I have an unhealthy compulsion that makes me undertake any technology project at least twice. The first time I complete the project it feels amazing to have something new to show the world and I am (generally) happy with the final result. The 2-6 months that follow a new project involve my brain working in the background, often without my conscious awareness, on how to make the project better. By the end of this process I am somehow ashamed of the first iteration and need to do it again. Depending on the project and its size that cycle can be extremely long. For example I have remade the same game prototype 5 times now in 3 different tools. Imagine if I just released it?!

It seems that scott.cab is my new playground for this weird fetish and in v2.0 the site now runs on Ghost CMS.

What is Ghost CMS?

Ghost is an open source headless Content Management System. If you are not familiar with the term CMS but have used Wordpress then think of this as Wordpress only, better? Better might not be the right word, less opinionated maybe. For a developer that is a huge plus. Below will chronicle the week it took me to port my site over, why I moved to Ghost, and some tips for making developing for Ghost CMS a breeze.

A note on hosting...

Ghost can be hosted on their platform or self-hosted. What developer doesn't love self-hosting? Of course I picked the self hosted-solution.

My original intention was to go with AWS because I was familiar with their environment and had used their t2 micro EC2 instances in the past when they were free. For the comparative price Digital Ocean was cheaper than Amazon, they have a nice 1-Click installer for Ghost, their UI is slick and generally speaking I have wanted an excuse to support them for a while. Digital Ocean has always seemed to have an extensive list of support articles and blog posts (they also use Ghost!) so if you wanted to look at hosting it yourself my experience with them, in the short time this site has been live, has been fantastic.

Why move to Ghost?

As a developer I want to make things. I derive enjoyment from creating solutions to problems and the more elegant and self contained the solution the better. Hand rolling a responsive website, which scott.cab v1.0 was, was probably more of a statement to myself that I could do that, and do it well, rather than anything else. Having an entirely static site served out of an AWS bucket also meant a cheap website to run, but cheapness comes at a cost.

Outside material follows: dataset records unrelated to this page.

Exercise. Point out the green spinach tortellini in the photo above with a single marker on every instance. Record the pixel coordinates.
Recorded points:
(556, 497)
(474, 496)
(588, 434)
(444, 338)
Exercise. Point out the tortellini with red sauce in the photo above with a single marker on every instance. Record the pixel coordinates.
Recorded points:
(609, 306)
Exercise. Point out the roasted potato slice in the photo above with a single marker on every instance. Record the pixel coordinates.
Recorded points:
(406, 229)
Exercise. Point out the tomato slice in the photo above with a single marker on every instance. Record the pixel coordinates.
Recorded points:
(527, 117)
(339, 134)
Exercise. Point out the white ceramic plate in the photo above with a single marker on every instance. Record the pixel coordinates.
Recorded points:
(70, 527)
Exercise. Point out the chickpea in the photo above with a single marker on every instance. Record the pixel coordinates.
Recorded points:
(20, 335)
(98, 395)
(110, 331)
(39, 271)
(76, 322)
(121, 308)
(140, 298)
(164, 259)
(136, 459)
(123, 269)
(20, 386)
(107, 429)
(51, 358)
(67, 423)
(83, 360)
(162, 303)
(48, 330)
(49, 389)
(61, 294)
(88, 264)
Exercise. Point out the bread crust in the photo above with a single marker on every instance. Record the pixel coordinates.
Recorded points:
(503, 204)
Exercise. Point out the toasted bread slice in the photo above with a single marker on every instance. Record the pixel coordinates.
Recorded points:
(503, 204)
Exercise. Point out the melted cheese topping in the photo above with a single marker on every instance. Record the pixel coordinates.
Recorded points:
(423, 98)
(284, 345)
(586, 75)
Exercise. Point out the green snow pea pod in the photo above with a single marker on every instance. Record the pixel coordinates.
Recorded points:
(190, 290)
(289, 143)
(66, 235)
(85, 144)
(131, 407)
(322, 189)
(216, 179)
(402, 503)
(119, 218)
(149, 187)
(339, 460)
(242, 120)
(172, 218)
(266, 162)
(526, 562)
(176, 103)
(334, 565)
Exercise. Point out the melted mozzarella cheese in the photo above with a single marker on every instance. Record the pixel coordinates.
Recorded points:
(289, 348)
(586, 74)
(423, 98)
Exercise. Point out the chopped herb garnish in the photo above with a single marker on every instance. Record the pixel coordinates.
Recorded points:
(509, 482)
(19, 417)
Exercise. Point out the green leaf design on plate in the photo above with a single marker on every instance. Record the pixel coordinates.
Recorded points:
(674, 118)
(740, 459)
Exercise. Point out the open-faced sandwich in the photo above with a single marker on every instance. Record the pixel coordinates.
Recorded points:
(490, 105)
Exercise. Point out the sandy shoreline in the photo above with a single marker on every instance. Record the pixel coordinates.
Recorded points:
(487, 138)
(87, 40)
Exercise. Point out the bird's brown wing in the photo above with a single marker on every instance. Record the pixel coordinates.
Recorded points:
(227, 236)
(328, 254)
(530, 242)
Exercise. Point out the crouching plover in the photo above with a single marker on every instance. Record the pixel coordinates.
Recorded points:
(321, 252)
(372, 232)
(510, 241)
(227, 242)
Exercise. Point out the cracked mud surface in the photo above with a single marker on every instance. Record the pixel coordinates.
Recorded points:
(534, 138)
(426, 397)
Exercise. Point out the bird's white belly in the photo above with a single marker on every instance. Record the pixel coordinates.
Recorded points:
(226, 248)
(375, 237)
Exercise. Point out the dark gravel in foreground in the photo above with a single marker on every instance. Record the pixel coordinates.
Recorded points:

Without a robust CI/CD pipeline making changes to my website was a pain. Moreover I had to make EVERY. 👏 SINGLE. 👏 CHANGE. 👏 in code. Despite being a developer I do not want to spend every waking minute in an IDE. They are great tools for coding, writing blog posts not so much. The result was that scott.cab lost its ability to be a sandpit for me. Not something that I could easily tweak and grow over time. Add a new page? Forget about it I had to scaffold up too much HTML. Sometimes I don't feel like coding, I feel like writing. But now on Ghost give me 5 minutes and I can have you a draft!

Ghost Custom Themes are the Secret Sauce

I'll have 7 jars of secret sauce please. (Ok that's clearly coffee but I had a bit of that making this site so I think the metaphor holds up...)

I will admit when I ran my old company website it was on Wordpress. For much the same reasons as above I wanted something functional that I could easily add content to so I could focus most of my efforts of completing paid freelance work rather than massaging my website whenever I needed to add a new post.

My problem with Wordpress (and I stress this was ages ago and I have not tried their new headless API) is that trying to do things outside of their prescribed patterns or ecosystem seemed very difficult. Anyone who has had to work on custom Wordpress themes will attest that this can make you lose a passion for front end development.

I have found Ghost refreshing in that they provide references for many popular front end frameworks if you wish to roll your own front end entirely, or you can utilize their out-of-the-box Casper theme and tweak it as needed.

I went with the latter and fell in love with Handlebars in the process. For a website my size I don't need a full front end framework but I do need some way to organise and reuse code. Handlebars being simple, yet powerful, and rendering out to plain HTML, css and JavaScript has meant that I could create an entirely custom website free of the confines of the underlying CMS. What was originally going to be a slight deviation from Casper turned out to be something that doesn't feel template-y (I hope.) From my experiences in the past this made my decision to adopt Ghost blog a no-brainer.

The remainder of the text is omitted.